Por ejemplo, en Génova anticipan que no van a preparar mítines masivos, pero también trabajan ya en una intensa movilización de todas sus estructuras territoriales. Hace escasos cinco meses que toda la plana mayor del PP, ministros incluidos, se recorrieron España entera a la captura del voto. Y, una vez disueltas las Cortes Generales, en Génova preparan ya una movilización parecida de todos sus «pesos pesados» para que complementen el discurso electoral de Rajoy. El mensaje, lógicamente, se ajustará a las nuevas circunstancias, pero no ahorrarán portavoces para agitar a sus bases y movilizar a su electorado.

Por cierto, el ambiente que se respira en la dirección popular es mucho más confiado que el que existía en las vísperas de las elecciones de diciembre. Los recelos y el pesimismo que no ocultaban en aquellas elecciones se han tornado en un optimismo «prudente». El sondeo del Centro de Investigaciones Sociológicas (CIS) del mes de abril no confirma una mejoría, el PP aguanta como lista más votada, pero no aumenta sus apoyos con respecto a diciembre. Sin embargo, en Génova creen que es una encuesta ya superada y sostienen que esta vez sí tienen a su alcance llegar al 30 por ciento de los votos. Están convencidos de que esa mejoría vendrá de recuperar votantes de la abstención y también de ganarse apoyos en la bolsa que se les fue a Ciudadanos en las anteriores elecciones. Y en ese doble objetivo centrarán toda su acción electoral.

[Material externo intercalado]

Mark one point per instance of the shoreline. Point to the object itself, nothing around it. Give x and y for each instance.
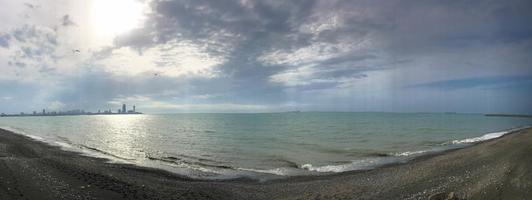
(37, 170)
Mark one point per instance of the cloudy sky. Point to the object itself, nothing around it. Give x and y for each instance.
(267, 56)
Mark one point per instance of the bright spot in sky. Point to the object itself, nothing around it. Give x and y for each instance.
(112, 17)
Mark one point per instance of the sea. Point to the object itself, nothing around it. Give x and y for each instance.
(263, 146)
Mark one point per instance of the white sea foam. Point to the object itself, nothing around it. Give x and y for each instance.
(276, 171)
(362, 164)
(487, 136)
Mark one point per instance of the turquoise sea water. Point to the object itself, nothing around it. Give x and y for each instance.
(263, 146)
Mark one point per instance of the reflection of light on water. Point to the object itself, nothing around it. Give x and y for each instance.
(124, 134)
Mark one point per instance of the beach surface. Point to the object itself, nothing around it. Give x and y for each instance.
(495, 169)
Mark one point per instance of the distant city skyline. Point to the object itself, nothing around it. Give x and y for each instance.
(267, 56)
(44, 112)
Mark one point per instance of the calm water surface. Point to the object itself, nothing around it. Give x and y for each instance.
(262, 145)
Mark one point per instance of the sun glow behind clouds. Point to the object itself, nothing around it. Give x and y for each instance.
(112, 17)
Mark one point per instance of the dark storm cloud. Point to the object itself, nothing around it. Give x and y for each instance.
(284, 51)
(4, 40)
(67, 21)
(368, 35)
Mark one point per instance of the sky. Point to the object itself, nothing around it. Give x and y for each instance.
(168, 56)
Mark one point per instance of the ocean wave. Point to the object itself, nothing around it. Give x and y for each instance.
(487, 136)
(362, 164)
(22, 132)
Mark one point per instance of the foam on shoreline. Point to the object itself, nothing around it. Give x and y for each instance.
(225, 172)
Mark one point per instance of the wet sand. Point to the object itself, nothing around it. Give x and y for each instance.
(494, 169)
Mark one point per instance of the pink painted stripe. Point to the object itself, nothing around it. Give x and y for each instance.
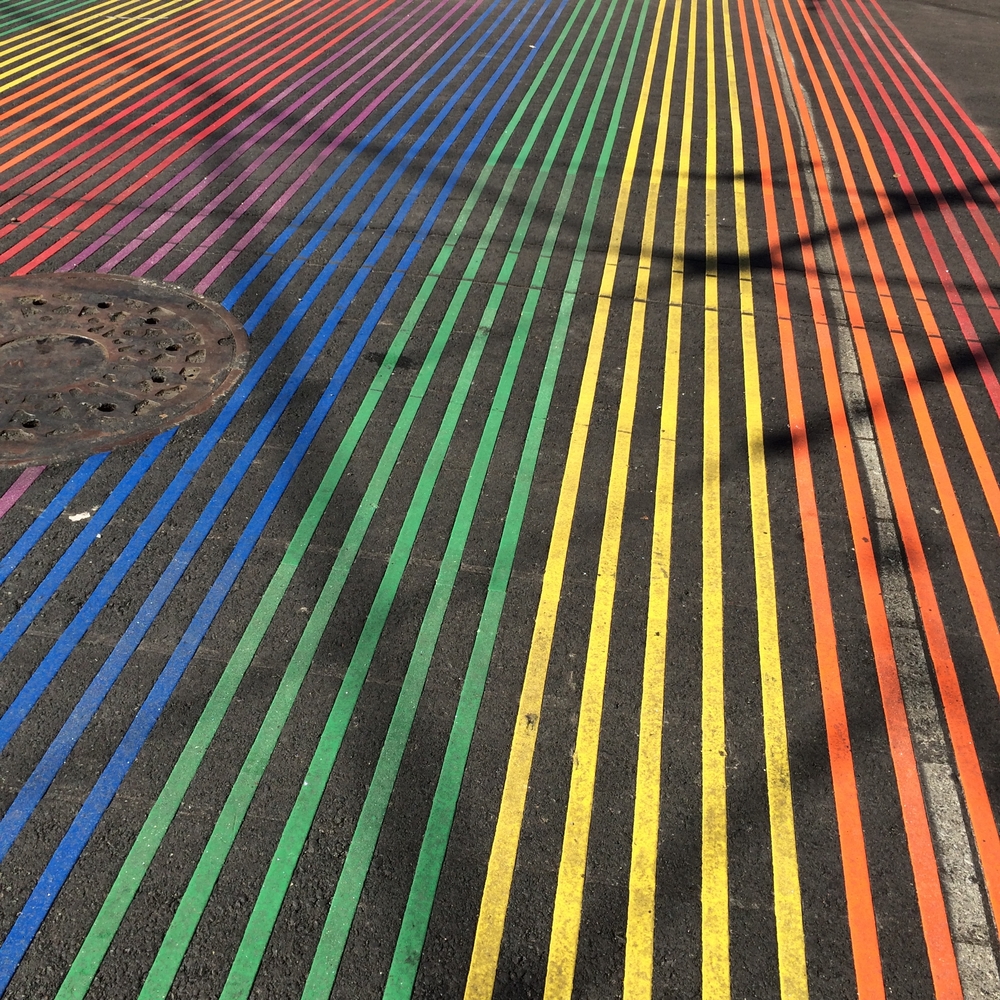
(222, 141)
(289, 192)
(20, 487)
(378, 44)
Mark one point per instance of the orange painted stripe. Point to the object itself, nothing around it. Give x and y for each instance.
(857, 881)
(972, 574)
(977, 800)
(969, 768)
(930, 898)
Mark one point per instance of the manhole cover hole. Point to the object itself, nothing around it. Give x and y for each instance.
(92, 361)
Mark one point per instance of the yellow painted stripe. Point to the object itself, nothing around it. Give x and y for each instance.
(500, 870)
(784, 853)
(638, 982)
(715, 863)
(566, 915)
(66, 39)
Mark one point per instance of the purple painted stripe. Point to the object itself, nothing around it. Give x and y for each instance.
(304, 146)
(20, 487)
(209, 152)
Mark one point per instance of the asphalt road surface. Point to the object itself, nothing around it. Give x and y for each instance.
(590, 589)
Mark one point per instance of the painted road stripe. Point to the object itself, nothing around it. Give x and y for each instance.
(361, 850)
(409, 944)
(19, 487)
(971, 931)
(162, 162)
(219, 590)
(152, 522)
(857, 881)
(564, 937)
(98, 88)
(20, 18)
(639, 941)
(288, 109)
(972, 574)
(789, 929)
(941, 954)
(715, 968)
(76, 838)
(159, 817)
(492, 914)
(29, 538)
(23, 62)
(189, 912)
(956, 109)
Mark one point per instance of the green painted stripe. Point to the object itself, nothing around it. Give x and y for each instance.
(122, 892)
(196, 896)
(358, 861)
(19, 18)
(416, 917)
(265, 913)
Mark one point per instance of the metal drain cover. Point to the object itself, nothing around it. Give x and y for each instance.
(92, 361)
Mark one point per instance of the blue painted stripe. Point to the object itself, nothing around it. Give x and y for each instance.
(76, 838)
(18, 625)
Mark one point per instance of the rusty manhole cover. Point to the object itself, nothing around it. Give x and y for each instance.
(92, 361)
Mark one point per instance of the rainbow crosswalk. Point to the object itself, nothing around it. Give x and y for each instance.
(589, 589)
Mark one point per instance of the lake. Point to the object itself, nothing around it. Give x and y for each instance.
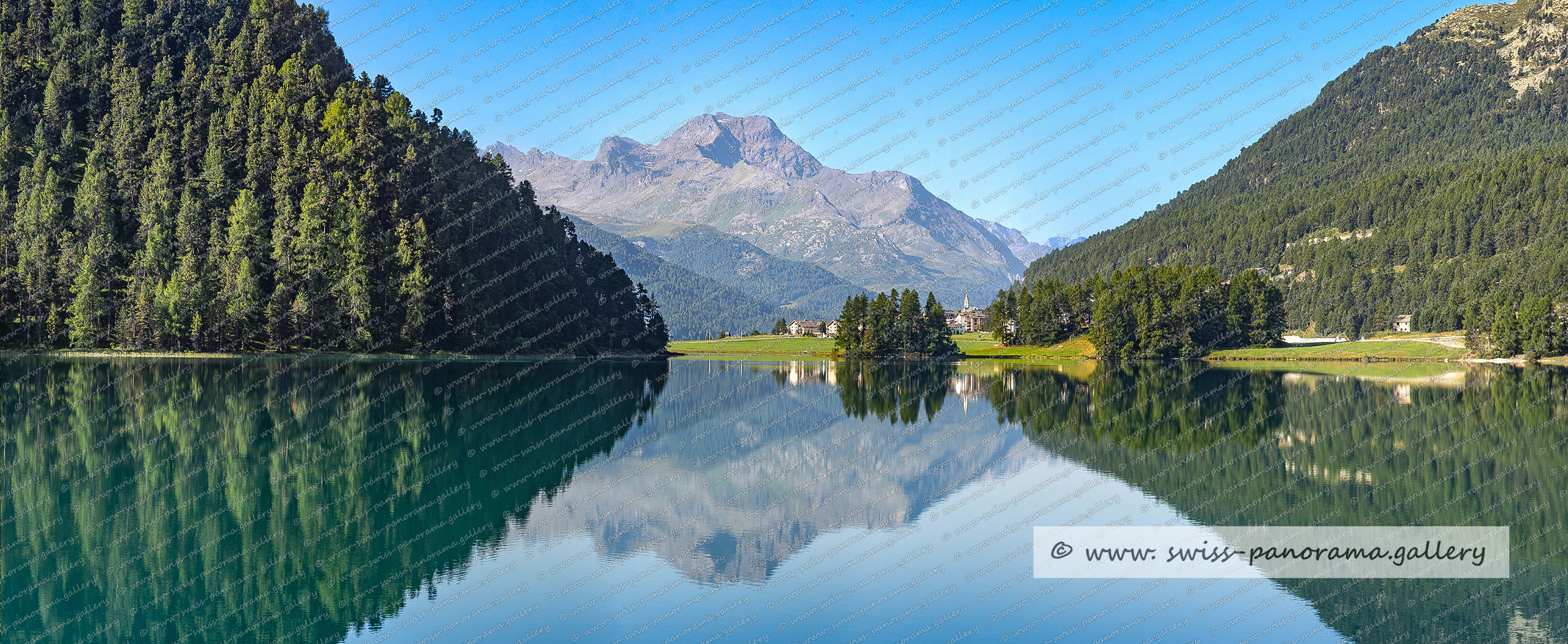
(700, 500)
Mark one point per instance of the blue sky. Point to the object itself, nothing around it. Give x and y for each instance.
(1056, 118)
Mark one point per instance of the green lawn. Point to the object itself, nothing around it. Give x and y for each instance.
(759, 345)
(1399, 350)
(1071, 348)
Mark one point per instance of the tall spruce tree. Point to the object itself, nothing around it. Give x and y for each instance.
(214, 174)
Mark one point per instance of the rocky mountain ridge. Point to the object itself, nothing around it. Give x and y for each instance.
(745, 177)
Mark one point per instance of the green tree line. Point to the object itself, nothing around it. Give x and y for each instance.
(1455, 181)
(212, 176)
(894, 325)
(1143, 312)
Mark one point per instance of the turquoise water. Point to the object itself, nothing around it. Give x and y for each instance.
(789, 502)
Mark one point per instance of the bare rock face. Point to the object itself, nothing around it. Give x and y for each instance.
(1528, 35)
(745, 177)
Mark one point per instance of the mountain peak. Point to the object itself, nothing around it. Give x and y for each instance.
(728, 140)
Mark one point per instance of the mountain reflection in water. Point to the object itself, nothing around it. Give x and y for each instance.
(311, 500)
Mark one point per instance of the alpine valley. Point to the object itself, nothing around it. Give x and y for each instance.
(736, 199)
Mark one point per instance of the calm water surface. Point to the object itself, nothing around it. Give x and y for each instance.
(292, 500)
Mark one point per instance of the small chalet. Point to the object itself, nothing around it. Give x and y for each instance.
(805, 328)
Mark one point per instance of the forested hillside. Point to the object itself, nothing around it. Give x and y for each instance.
(212, 176)
(692, 305)
(1426, 181)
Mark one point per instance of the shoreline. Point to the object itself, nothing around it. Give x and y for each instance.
(331, 354)
(670, 354)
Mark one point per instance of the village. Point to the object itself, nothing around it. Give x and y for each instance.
(966, 320)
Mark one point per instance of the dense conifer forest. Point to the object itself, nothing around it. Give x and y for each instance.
(893, 325)
(211, 174)
(1418, 184)
(1143, 312)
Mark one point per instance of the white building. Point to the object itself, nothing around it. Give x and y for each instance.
(805, 326)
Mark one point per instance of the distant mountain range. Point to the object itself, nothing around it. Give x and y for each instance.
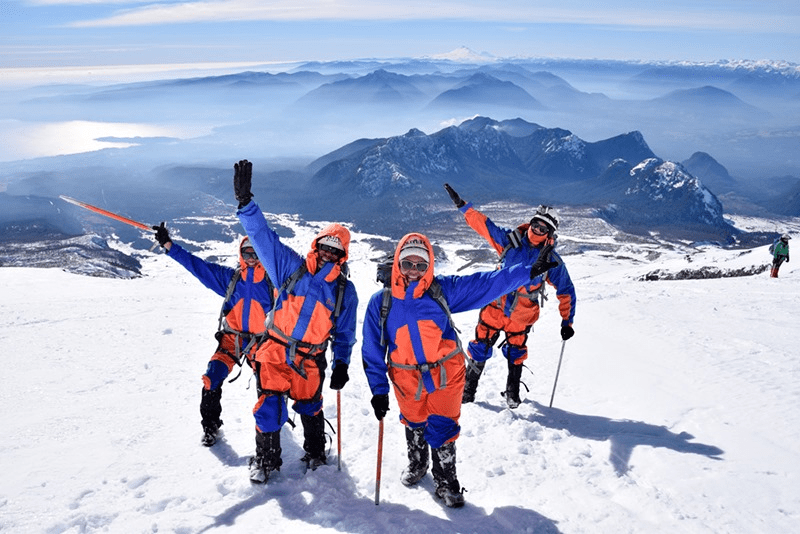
(383, 182)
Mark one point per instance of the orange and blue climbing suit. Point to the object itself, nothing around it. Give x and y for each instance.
(291, 360)
(420, 353)
(516, 312)
(244, 312)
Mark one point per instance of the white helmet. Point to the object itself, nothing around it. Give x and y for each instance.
(548, 215)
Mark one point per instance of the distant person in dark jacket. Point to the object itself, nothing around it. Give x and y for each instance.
(780, 253)
(410, 341)
(248, 293)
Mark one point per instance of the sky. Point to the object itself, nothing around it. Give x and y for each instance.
(675, 409)
(74, 33)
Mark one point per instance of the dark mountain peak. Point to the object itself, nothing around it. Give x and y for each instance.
(710, 171)
(477, 123)
(482, 78)
(663, 194)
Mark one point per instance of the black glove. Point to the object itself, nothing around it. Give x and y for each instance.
(380, 404)
(457, 200)
(339, 376)
(162, 236)
(242, 178)
(567, 332)
(543, 263)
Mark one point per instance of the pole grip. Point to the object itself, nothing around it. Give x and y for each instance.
(339, 426)
(558, 370)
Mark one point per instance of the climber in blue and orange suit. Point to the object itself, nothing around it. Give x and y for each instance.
(516, 312)
(417, 346)
(249, 294)
(315, 307)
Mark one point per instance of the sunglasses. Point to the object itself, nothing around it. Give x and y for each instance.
(420, 266)
(540, 228)
(331, 250)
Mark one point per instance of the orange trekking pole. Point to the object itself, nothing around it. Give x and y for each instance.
(101, 211)
(380, 458)
(339, 425)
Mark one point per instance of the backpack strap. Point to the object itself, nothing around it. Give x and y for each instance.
(435, 292)
(307, 350)
(514, 241)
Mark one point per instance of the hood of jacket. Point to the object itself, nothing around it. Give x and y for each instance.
(400, 282)
(334, 230)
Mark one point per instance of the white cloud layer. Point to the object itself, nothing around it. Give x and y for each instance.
(745, 16)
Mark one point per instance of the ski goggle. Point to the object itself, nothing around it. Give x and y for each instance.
(420, 266)
(331, 250)
(539, 228)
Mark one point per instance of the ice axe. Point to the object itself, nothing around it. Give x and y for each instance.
(558, 370)
(110, 215)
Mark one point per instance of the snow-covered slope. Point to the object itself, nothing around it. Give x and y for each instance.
(676, 410)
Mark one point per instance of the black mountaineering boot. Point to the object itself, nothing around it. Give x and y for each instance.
(210, 410)
(444, 476)
(474, 371)
(512, 385)
(417, 457)
(267, 458)
(314, 440)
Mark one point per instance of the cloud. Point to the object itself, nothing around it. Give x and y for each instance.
(745, 16)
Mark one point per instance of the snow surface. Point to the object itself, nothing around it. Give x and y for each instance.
(676, 411)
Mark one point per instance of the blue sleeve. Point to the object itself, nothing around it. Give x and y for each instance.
(373, 354)
(476, 290)
(279, 260)
(345, 337)
(496, 236)
(214, 277)
(559, 278)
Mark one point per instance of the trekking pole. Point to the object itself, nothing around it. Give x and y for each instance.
(380, 457)
(110, 215)
(563, 344)
(339, 425)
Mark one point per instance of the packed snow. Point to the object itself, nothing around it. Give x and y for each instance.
(675, 410)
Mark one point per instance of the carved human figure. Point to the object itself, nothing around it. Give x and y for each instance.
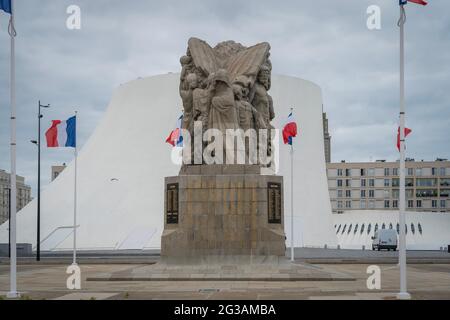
(223, 112)
(187, 96)
(260, 99)
(244, 108)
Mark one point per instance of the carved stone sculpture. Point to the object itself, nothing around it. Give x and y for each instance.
(226, 87)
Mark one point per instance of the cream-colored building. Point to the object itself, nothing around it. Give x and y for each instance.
(326, 138)
(23, 194)
(375, 185)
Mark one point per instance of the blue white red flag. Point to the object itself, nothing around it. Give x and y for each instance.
(422, 2)
(175, 138)
(5, 5)
(62, 134)
(289, 129)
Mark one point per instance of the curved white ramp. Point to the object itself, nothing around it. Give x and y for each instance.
(121, 171)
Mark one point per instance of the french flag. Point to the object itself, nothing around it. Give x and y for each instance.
(289, 129)
(422, 2)
(62, 134)
(175, 138)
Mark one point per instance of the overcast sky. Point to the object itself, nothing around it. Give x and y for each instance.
(326, 42)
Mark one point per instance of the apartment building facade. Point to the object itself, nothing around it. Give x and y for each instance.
(375, 185)
(23, 194)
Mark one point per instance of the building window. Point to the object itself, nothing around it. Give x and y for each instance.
(362, 204)
(426, 182)
(172, 203)
(426, 193)
(395, 193)
(274, 202)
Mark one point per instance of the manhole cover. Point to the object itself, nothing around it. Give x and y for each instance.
(209, 290)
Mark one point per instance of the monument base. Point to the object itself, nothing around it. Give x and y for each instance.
(222, 211)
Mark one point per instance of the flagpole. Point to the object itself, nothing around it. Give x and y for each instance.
(13, 191)
(292, 198)
(75, 202)
(403, 294)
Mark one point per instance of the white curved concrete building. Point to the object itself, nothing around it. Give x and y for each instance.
(121, 172)
(424, 230)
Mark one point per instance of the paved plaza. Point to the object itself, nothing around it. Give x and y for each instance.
(48, 281)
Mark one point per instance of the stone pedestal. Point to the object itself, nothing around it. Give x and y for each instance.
(222, 211)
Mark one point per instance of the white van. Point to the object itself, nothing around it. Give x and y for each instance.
(385, 239)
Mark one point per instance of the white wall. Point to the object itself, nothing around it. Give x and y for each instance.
(129, 145)
(435, 228)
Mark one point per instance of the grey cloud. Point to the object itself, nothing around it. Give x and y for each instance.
(324, 41)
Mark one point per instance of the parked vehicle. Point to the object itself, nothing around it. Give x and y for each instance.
(385, 239)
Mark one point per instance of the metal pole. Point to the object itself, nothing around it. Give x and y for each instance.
(292, 199)
(38, 227)
(292, 203)
(13, 260)
(402, 252)
(75, 208)
(9, 223)
(38, 237)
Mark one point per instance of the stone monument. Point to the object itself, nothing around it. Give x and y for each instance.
(220, 204)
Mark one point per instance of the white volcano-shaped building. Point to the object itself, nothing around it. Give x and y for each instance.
(121, 172)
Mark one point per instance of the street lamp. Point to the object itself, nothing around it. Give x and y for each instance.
(9, 222)
(38, 144)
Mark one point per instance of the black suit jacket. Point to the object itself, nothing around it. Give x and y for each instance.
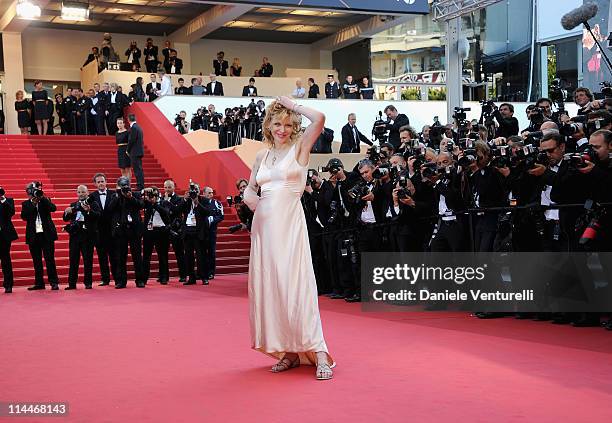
(348, 140)
(151, 51)
(135, 147)
(399, 121)
(163, 208)
(88, 229)
(178, 66)
(120, 207)
(204, 209)
(104, 220)
(220, 67)
(174, 204)
(245, 91)
(29, 212)
(218, 88)
(7, 211)
(135, 55)
(149, 90)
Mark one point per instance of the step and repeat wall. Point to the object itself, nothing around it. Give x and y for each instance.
(336, 112)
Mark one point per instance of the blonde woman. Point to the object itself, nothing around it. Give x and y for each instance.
(23, 109)
(283, 304)
(235, 69)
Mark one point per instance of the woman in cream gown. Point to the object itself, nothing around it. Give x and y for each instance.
(283, 303)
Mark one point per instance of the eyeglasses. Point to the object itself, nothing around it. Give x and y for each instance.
(548, 150)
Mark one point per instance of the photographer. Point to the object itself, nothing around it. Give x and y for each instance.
(82, 216)
(508, 124)
(213, 220)
(324, 142)
(451, 194)
(40, 234)
(367, 204)
(126, 229)
(174, 202)
(488, 184)
(245, 214)
(7, 236)
(339, 245)
(195, 211)
(314, 218)
(212, 119)
(583, 98)
(157, 220)
(180, 122)
(395, 121)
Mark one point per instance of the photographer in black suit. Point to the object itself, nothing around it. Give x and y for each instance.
(214, 87)
(82, 217)
(126, 231)
(7, 236)
(175, 202)
(351, 137)
(195, 210)
(250, 90)
(395, 121)
(135, 149)
(213, 221)
(150, 52)
(40, 234)
(157, 221)
(102, 196)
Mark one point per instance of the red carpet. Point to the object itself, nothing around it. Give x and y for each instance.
(181, 354)
(63, 162)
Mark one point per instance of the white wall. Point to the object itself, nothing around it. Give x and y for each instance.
(281, 55)
(57, 54)
(336, 112)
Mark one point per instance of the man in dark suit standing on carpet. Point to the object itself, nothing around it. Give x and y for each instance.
(214, 87)
(102, 196)
(213, 221)
(7, 236)
(135, 150)
(82, 217)
(351, 137)
(127, 232)
(153, 88)
(40, 234)
(175, 202)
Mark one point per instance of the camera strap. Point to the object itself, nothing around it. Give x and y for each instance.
(346, 212)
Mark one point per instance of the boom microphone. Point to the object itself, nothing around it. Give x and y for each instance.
(578, 16)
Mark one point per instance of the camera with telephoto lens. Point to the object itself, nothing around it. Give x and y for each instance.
(361, 189)
(606, 88)
(597, 124)
(469, 157)
(381, 171)
(578, 160)
(379, 129)
(35, 190)
(429, 170)
(403, 191)
(501, 157)
(333, 212)
(536, 116)
(79, 205)
(194, 191)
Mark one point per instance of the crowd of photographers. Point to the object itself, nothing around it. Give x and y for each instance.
(113, 221)
(474, 186)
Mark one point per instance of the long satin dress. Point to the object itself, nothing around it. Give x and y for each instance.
(283, 302)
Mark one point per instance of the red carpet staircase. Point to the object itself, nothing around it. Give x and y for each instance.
(63, 162)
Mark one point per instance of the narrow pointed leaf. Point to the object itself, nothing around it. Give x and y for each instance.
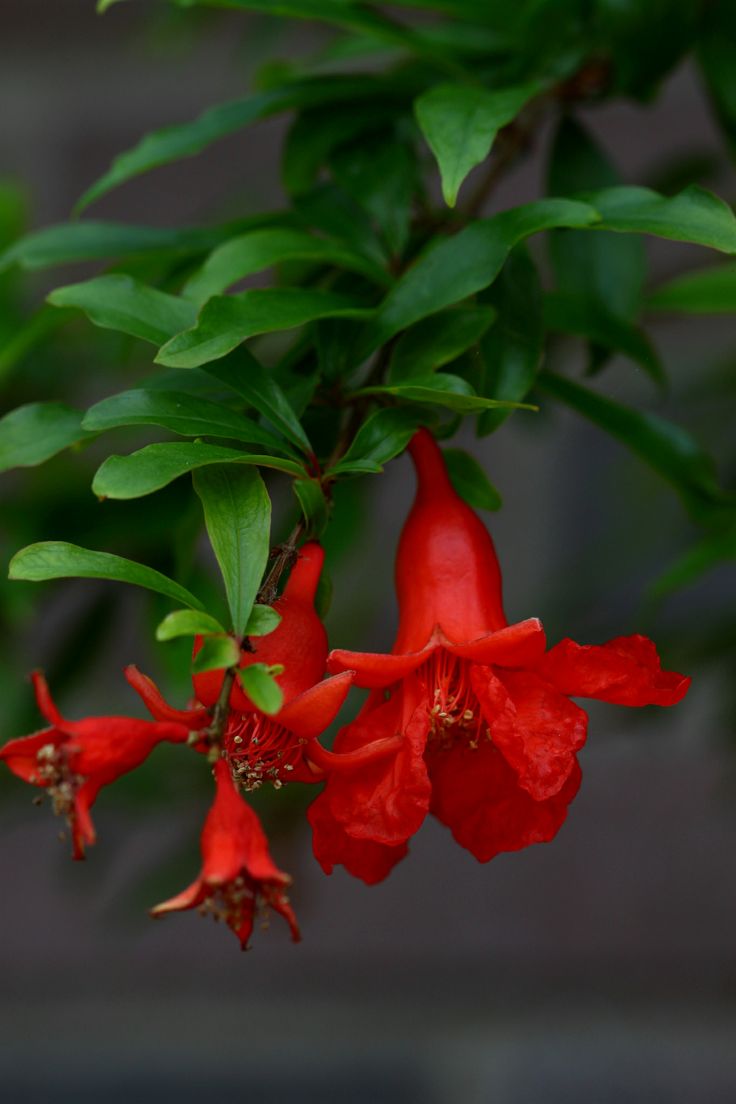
(31, 434)
(237, 516)
(226, 321)
(156, 466)
(120, 303)
(60, 560)
(460, 123)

El PP multiplicará sus esfuerzos sobre todo en el voto menos urbano. En el diseño de su estrategia van a seguir apostando por intentar sacar partido de su fuerte implantación territorial. De su estructura de partido en los pueblos y municipios donde Podemos y Ciudadanos tienen menos poder. Las cuentas para sostener su confianza en que los resultados serán mejor que en diciembre las hacen también sobre la hipótesis de trabajo de que si el PSOE se queda en la oposición con un peor resultado que en diciembre, o si se confirma la alianza entre Podemos e IU, y que ésta supera en votos a los socialistas, ese escenario favorecerá también a Rajoy. Dicen en Génova que un PSOE aún más debilitado por la nueva contienda electoral tendrá que dejar que gobierne la lista más votada antes de aupar a Pablo Iglesias. «El PSOE no puede en ningún caso dejar que gobierne Pablo Iglesias, y ninguno de nuestros datos apuntan a que Sánchez vaya a mejorar sus resultados con respecto a diciembre», explican en el Comité de Dirección.

Todas las encuestas confirman que el electorado más fiel es el del PP. Y desde Génova también destacan el hecho de que el líder popular es el mejor valorado entre sus votantes. Son planteamientos demoscópicos, que habrá que ver en qué quedan en las urnas, pero hoy el PP está más seguro que en diciembre de que puede ser la opción más nítida para el electorado del centro-derecha, «de la moderación», como dicen ellos.

Rajoy ha dejado su campaña en manos del mismo equipo, por lo que no cabe esperar sorpresas en la estrategia del presidente del Gobierno en funciones. Los mismos objetivos, las mismas claves de movilización, salvo la actualización del discurso para que incluya el balance de estos últimos cuatro meses. El presidente en funciones se quedará con el mensaje más moderado y la actitud más propositiva. Huirá del barro y del cuerpo a cuerpo violento con sus adversarios. Una posición que ya buscó en diciembre, y a la que ahora se agarrará si cabe con más fuerza después de que tanto Pedro Sánchez como Pablo Iglesias hayan tenido que disculparse por algunas de sus salidas de tono más sonoras. El «guante blanco» se lo quedara Rajoy, y el tono más duro e incisivo contra sus principales adversarios, Ciudadanos y PSOE, lo asumirán en el coro de voces que le acompañará, tanto del Gobierno como del partido. Un estudiado reparto de papeles que servirá, a su vez, para intentar preservar a Rajoy en la negociación postelectoral, que tendrá que volver a abrirse en julio, salvo sorpresa que ninguna encuesta anticipa.